Mathematical Modeling: Develop predictive models of resistance evolution incorporating multiple mechanisms to identify conditions favoring synergistic development.
These approaches would reveal not only existing synergies between SugE and other resistance mechanisms but also predict potential evolutionary trajectories toward new synergistic combinations, informing strategies to counter resistance development.

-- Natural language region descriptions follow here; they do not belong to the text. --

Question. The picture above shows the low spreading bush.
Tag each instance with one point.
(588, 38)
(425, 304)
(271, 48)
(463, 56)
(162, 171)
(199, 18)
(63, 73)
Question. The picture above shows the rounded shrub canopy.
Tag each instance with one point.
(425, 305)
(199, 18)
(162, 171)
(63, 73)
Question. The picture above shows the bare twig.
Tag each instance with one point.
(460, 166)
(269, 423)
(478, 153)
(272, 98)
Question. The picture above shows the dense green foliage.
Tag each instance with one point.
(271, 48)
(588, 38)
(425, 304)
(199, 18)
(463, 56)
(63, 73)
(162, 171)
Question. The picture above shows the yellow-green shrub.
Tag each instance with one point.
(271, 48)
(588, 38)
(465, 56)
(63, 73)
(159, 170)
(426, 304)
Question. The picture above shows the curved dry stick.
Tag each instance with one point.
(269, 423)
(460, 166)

Structural elucidation of SugE provides a foundation for rational inhibitor design to counteract quaternary ammonium compound resistance:
Critical Structural Information Requirements:
Binding Site Characterization: Determination of the precise residues involved in QAC recognition and binding through:
High-resolution crystal structures with bound substrates
Site-directed mutagenesis of putative binding residues
Computational docking validated by experimental data
Transport Pathway Mapping: Identification of the complete translocation pathway from initial binding to substrate release, capturing multiple conformational states during the transport cycle.
Oligomerization Interface: Characterization of the interfaces between monomers in the functional oligomeric complex, which may offer additional targets for disruption.

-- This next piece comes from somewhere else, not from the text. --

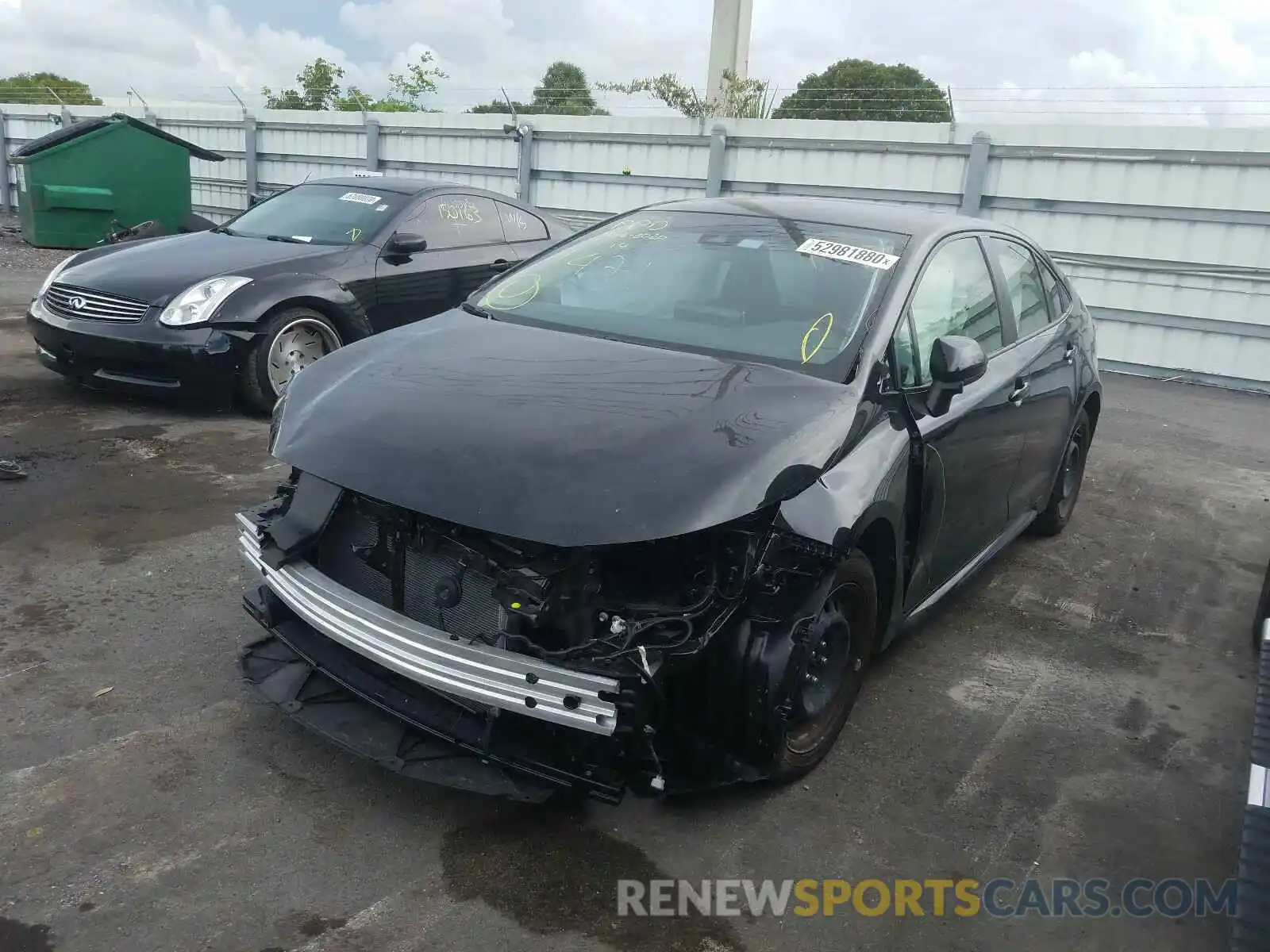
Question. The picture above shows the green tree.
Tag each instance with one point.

Inhibitor Design Strategies:
Competitive Inhibitors: Design molecules that:
Maintain the quaternary ammonium moiety for recognition
Incorporate modifications that increase binding affinity
Include structural elements that prevent completion of the transport cycle
Allosteric Inhibitors: Develop compounds targeting sites distinct from the substrate binding pocket that:
Lock the transporter in an inactive conformation
Disrupt conformational changes necessary for transport
Interfere with oligomerization or membrane insertion
Dual-Action Inhibitors: Create bifunctional molecules that:
Simultaneously bind SugE and another target (e.g., membrane)

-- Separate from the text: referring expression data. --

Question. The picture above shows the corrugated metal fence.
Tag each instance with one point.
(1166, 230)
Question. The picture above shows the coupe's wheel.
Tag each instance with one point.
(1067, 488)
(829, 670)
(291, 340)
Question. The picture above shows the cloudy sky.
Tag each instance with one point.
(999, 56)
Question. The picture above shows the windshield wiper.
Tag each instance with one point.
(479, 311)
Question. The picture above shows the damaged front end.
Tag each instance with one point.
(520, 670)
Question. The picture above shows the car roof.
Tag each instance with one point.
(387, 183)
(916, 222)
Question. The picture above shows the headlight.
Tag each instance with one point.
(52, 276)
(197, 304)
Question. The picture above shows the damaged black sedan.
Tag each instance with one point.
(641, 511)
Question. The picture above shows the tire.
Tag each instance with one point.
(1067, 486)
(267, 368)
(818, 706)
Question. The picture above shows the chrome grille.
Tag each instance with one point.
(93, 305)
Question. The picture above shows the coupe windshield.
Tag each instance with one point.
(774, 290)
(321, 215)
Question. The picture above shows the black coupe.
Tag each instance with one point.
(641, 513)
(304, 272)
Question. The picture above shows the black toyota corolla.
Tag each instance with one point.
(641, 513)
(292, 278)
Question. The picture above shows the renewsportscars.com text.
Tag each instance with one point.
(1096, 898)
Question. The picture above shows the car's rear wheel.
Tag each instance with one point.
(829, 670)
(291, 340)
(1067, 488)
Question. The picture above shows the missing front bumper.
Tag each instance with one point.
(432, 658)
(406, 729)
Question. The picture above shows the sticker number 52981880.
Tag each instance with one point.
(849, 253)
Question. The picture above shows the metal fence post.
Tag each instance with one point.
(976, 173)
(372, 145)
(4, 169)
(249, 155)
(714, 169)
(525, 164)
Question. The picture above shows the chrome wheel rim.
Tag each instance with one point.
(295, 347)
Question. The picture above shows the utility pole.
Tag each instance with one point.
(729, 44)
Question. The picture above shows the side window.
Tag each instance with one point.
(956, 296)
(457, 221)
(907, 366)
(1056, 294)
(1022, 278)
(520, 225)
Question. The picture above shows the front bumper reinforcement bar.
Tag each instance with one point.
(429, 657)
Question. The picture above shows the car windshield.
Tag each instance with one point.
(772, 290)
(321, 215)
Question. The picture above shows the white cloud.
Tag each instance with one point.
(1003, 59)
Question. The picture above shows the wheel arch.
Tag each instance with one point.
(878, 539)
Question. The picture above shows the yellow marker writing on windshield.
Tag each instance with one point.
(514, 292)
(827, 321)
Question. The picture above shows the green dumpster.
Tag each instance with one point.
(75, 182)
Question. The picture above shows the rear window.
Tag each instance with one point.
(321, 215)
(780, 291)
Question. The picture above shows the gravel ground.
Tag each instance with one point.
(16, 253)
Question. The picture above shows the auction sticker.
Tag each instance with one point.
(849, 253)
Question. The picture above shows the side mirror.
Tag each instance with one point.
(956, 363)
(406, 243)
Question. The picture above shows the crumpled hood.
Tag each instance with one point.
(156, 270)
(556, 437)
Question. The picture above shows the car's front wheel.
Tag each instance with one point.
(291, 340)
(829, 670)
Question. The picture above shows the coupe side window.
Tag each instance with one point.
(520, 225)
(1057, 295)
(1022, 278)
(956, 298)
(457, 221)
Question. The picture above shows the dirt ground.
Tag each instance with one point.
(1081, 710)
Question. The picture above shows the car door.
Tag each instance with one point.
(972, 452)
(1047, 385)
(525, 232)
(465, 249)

Combine a SugE inhibitor with an antimicrobial warhead
Link SugE binding moieties to molecules that recruit cellular degradation machinery
Structure-Based Design Pipeline:
| Stage | Approach | Expected Outcome |
|---|---|---|
| Initial Structure Determination | X-ray crystallography, cryo-EM, NMR | Atomic resolution structure with identified binding pockets |
| Virtual Screening | Molecular docking against identified pockets | Candidate compounds for experimental testing |
| Fragment Screening | Biophysical methods (SPR, NMR, thermal shift) | Binding fragments for further development |
| Structure-Activity Relationships | Systematic modification of hit compounds | Understanding of critical binding interactions |
| Lead Optimization | Medicinal chemistry guided by structural data | Compounds with improved potency and properties |
| In Vitro Validation | Biochemical assays, membrane vesicles | Confirmation of SugE inhibition mechanism |
| Cellular Evaluation | Resistance reversal in expressing strains | Demonstration of inhibitor efficacy in cellular context |
Advanced Inhibitor Design Considerations:
Resistance Evolution Prevention: Design inhibitors with:
Multiple binding modes to raise the barrier to resistance
Targeting of highly conserved regions essential for function
Simultaneous inhibition of multiple resistance determinants
Biofilm Penetration Enhancement: Develop inhibitors with:
Physicochemical properties promoting biofilm penetration
Dual activity against both SugE and biofilm matrix components
Activation in biofilm-specific environments
Broad-Spectrum Activity: Create inhibitors effective against:
Both chromosomal sugE and plasmid-encoded sugE(p)
Related SMR family transporters with similar functions
Multiple resistance mechanisms through synergistic design
This structural biology-guided approach to inhibitor design represents a promising strategy to overcome quaternary ammonium compound resistance mediated by SugE and related transporters.